The Chinese Communist Party views many U.S colleges and universities as “easy targets” to infiltrate and influence for Beijing’s benefit because they are “rife with anti-Americanism,” warned Secretary of State Mike Pompeo during a speech on Wednesday at Georgia Tech.
“It’s that the Chinese Communist Party wants what we have, and they will do whatever they must do to take it and get it,” Pompeo cautioned. “They will steal our stuff. They will pressure critics of the Chinese Communist Party to keep quiet. They will do whatever it takes.”
“And it’s important to come and talk with the American people about this because Americans must know how the Chinese Communist Party is poisoning the well of our higher education institutions for its own ends, and how those actions degrade our freedoms and American national security,” Pompeo added. “If we don’t educate ourselves, if we’re not honest about what’s taking place, we’ll get schooled by Beijing.”
Pompeo stated that CCP General Secretary Xi Jinping has expressed a desire for total control in China, and wants China to be the world’s number one superpower.
“He’s building up the People’s Liberation Army,” Pompeo said. “He’s manipulating international organizations for Beijing’s benefit. And he’s engaging — as we have seen in TV only just these last two days, he’s engaging in a vast influence campaign all across the world.”
Pompeo’s remarks come after revelations that Democrat representative Eric Swalwell got entangled with an alleged Chinese spy, prompting the FBI to intervene.
The U.S. government has issued sanctions against China over the issue of Hong Kong, most recently sanctioning 14 members of the National People’s Congress in Beijing. Those members include the vice chairman of the Standing Committee and the chief prosecutor of the Chinese government’s Supreme People’s Procuratorate, as well as their families, who are all banned from entry into the U.S.

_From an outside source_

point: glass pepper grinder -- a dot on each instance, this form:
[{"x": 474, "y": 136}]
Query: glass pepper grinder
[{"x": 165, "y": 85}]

In retaliation to the measures, the Chinese Foreign Ministry announced it will be taking punitive action against “U.S. executive officials, congressmen, nongovernmental organization personnel and their immediate family members who have performed badly on Hong Kong-related issues,” on Thursday.
Speaking to the press, ministry spokeswoman Hua Chunying also said that “China has decided to cancel the visa-free treatment for temporary visits to Hong Kong and Macau by U.S. diplomatic passport holders.”